Multi-Task Learning and HydraNets with PyTorch : Jeremy Cohen

Multi-Task Learning and HydraNets with PyTorch
by: Jeremy Cohen
blow post content copied from  PyImageSearch
click here to view original post

Table of Contents

Multi-Task Learning and HydraNets with PyTorch

Today, we will learn about Multi-Task Learning and HydraNets. This is a Deep Learning technique I first introduced back in mid-2020 in an email I sent to exactly 653 people.

The responses to this email were so high (engineers from everywhere around the planet told me they loved it and wanted to apply it to their company) I had to create an entire HydraNet section in my course catalog. You can learn more by visiting

Not only is this technique new and exciting for the Deep Learning field, but it’s also accessible to many Computer Vision Engineers. I suspect it may even become mandatory inside Deep Learning curriculums in the next few years.

Today, we are going to learn the fundamentals of Multi-Task Learning, and to kick off this article, below is the story of how I first learned about it:

I researched Tesla’s Autopilot a few years ago to write an article. I learned TONS of things through their conferences, articles, and by following the engineers on LinkedIn. But at some point, I stumble across a word:


HydraNet? Interesting, what is this?

I did some digging and learned that Tesla isn’t using 10 or 20 models. Despite having 20+ tasks to solve, they’re using just one (at least, this is the main idea behind that).

They have one model that can solve every possible task they are working on, such as:

  • Object Detection
  • Road curves estimation
  • Depth Estimation
  • 3D Reconstruction
  • Video Analysis
  • Object Tracking
  • etc…
Figure 1: Tasks needed for a self-driving car (source).

Before we dive into the “how,” I’d like to show you what a HydraNet can do.

Here’s a benchmark of 2 Computer Vision models running on an NVIDIA GPU on 3 different configurations.

  • In the first configuration, we’re running a semantic segmentation model.
  • On the second configuration, we’re stacking a monocular depth estimation model.
  • In the third configuration, we’re building a HydraNet capable of doing both tasks simultaneously.

Now, look at the results (see Table 1):

Table 1: Benchmark from Single-Task vs. Multi-Task Learning.

Semantic segmentation runs at 29 FPS in the first column and uses 70% of the GPU. But as soon as we add Depth Estimation, the GPU becomes full.

This happened a few years ago while I was working on autonomous shuttles. I trained a YOLOv3 model to detect obstacles and needed to add more tasks, such as lane line estimation.

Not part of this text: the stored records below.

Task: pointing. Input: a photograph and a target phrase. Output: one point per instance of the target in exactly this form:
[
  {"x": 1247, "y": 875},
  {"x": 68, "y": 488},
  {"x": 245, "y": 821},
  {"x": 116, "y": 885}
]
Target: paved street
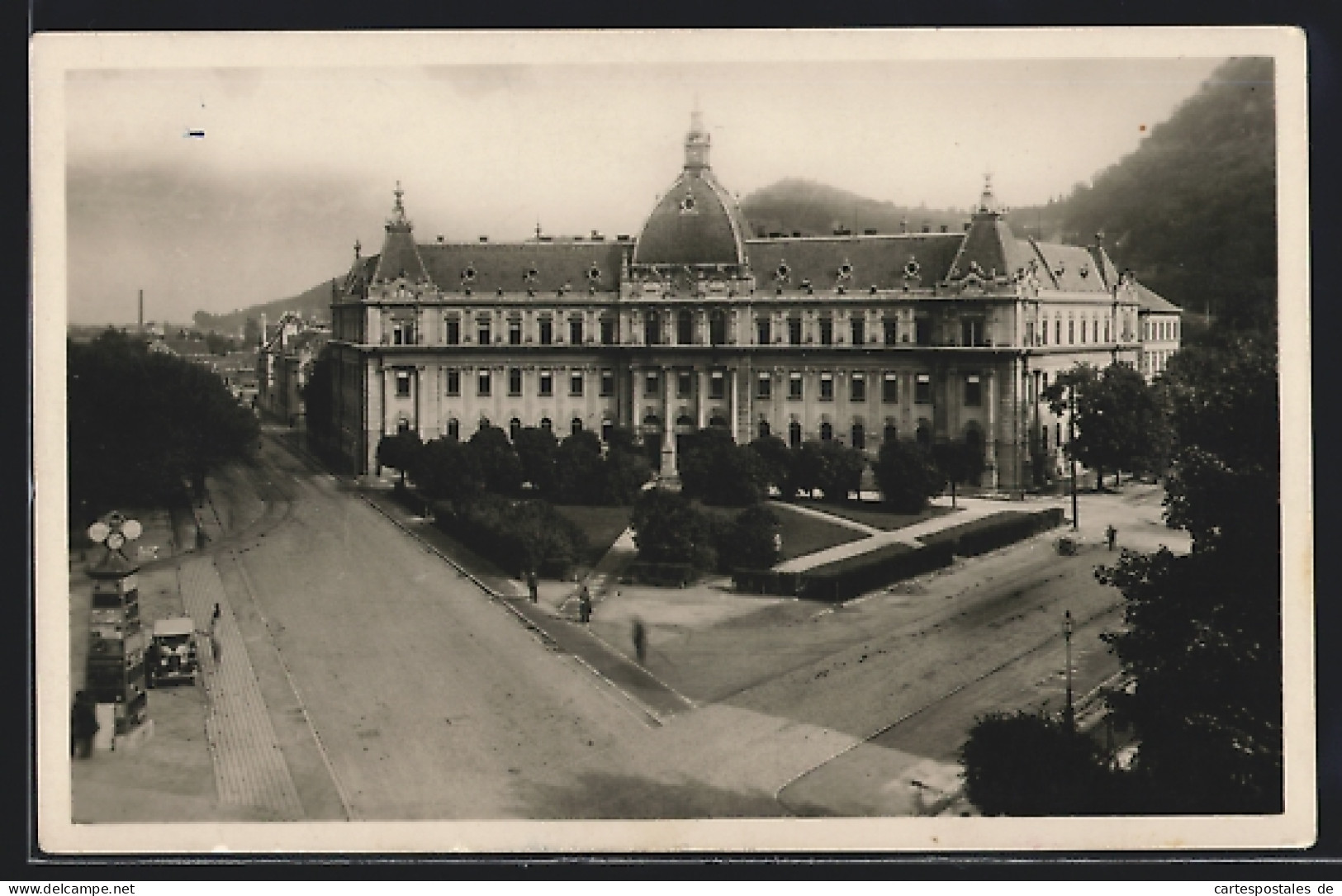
[{"x": 396, "y": 689}]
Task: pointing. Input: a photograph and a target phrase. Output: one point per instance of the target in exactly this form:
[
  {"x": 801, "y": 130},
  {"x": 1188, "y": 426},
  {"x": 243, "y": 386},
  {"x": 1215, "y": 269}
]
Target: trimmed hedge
[
  {"x": 662, "y": 574},
  {"x": 850, "y": 577},
  {"x": 988, "y": 534}
]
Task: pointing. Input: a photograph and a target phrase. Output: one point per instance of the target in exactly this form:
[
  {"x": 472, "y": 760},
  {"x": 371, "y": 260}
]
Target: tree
[
  {"x": 624, "y": 475},
  {"x": 580, "y": 470},
  {"x": 446, "y": 470},
  {"x": 399, "y": 451},
  {"x": 841, "y": 470},
  {"x": 718, "y": 471},
  {"x": 751, "y": 541},
  {"x": 959, "y": 462},
  {"x": 1202, "y": 635},
  {"x": 143, "y": 425},
  {"x": 667, "y": 529},
  {"x": 906, "y": 476},
  {"x": 497, "y": 460},
  {"x": 1118, "y": 416},
  {"x": 537, "y": 451},
  {"x": 775, "y": 460},
  {"x": 1034, "y": 765}
]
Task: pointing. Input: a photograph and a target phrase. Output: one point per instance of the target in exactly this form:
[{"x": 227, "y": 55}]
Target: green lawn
[
  {"x": 874, "y": 515},
  {"x": 601, "y": 526},
  {"x": 801, "y": 534},
  {"x": 804, "y": 534}
]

Suddenly, my GPU was full, and I couldn’t run the car anymore.

So in the third column, you notice that the HydraNet saves the GPU usage while keeping the FPS relatively high.

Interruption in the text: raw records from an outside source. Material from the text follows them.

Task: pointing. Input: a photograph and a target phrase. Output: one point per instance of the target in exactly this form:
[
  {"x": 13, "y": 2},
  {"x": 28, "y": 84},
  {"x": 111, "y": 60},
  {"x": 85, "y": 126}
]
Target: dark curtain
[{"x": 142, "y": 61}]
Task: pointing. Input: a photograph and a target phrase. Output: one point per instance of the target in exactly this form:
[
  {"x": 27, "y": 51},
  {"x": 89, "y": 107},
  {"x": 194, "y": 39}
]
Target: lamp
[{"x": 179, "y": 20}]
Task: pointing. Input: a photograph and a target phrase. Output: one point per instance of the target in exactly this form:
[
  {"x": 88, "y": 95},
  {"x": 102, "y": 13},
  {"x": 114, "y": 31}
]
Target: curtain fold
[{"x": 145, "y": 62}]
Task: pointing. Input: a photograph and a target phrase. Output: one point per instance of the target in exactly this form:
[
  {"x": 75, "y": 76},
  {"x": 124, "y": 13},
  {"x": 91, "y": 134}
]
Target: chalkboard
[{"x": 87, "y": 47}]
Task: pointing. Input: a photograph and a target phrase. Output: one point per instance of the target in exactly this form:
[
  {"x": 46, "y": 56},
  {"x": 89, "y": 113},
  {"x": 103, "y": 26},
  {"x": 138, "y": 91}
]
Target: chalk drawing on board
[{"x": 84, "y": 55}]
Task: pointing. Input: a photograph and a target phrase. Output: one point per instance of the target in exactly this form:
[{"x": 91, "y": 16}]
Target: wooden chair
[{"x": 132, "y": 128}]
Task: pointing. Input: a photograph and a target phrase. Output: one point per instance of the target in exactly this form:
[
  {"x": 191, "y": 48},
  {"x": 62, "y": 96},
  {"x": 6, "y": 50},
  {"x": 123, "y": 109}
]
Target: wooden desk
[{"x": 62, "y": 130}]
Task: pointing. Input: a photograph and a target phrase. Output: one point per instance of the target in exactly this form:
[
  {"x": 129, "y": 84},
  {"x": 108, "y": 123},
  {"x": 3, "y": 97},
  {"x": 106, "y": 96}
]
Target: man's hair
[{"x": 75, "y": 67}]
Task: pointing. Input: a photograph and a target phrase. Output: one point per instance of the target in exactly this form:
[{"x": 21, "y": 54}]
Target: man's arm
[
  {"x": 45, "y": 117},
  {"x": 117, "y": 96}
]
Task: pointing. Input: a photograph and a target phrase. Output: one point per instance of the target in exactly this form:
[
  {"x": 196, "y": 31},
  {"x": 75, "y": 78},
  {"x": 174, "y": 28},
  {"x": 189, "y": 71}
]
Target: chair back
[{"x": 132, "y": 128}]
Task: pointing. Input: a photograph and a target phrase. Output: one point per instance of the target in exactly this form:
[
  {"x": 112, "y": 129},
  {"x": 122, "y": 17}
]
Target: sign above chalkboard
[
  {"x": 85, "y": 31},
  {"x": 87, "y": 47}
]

Because instead of doing this in parallel:

Figure 2: Two Single-Task Models in parallel.

We’re doing this:

Figure 3: A Single Multi-Task Model.

This is the same kind of architecture that Tesla uses; as you notice, it’s powerful.

One body, several heads.

Figure 4: A Hydra.

This is what Tesla is doing, and the article I was referring to is available here.

In this lesson, we will see a simpler version of a multi-task learning project:

Solving a Multi-Task Learning Project

Now that you’re familiar with HydraNets, we will have a short tutorial on using HydraNets with PyTorch.

For that, we will use the UTK Face Dataset. It’s a classification dataset where each image has 3 labels:

  • gender (male or female)
  • race (white, black, Asian, Indian, other)
  • age (a continuous number)

Our HydraNet will therefore have 3 heads, one for each task. The fun part is that these won’t be the same heads: predicting the age is a regression task, but predicting the gender is a binary classification task and predicting the race is a multi-class classification task.

This all means there will be several loss functions to handle.

Figure 5: 3-Task Learning.

With PyTorch, we will create this exact project. For that, we’ll:

  1. Create a Multi-Task DataLoader with PyTorch
  2. Create a Multi-Task Network
  3. Train the Model and Run the Results

With PyTorch, we always start with a Dataset that we encapsulate in a PyTorch DataLoader and feed to a model.

The DataLoader is our first step.

Creating a Multi-Task DataLoader with PyTorch

In this tutorial, I will assume that you are familiar with PyTorch. You know all about datasets and dataloaders, and seeing __dunders__ doesn’t scare you.

Here is the idea: our data will be fed to a dataset class converted to a PyTorch DataLoader.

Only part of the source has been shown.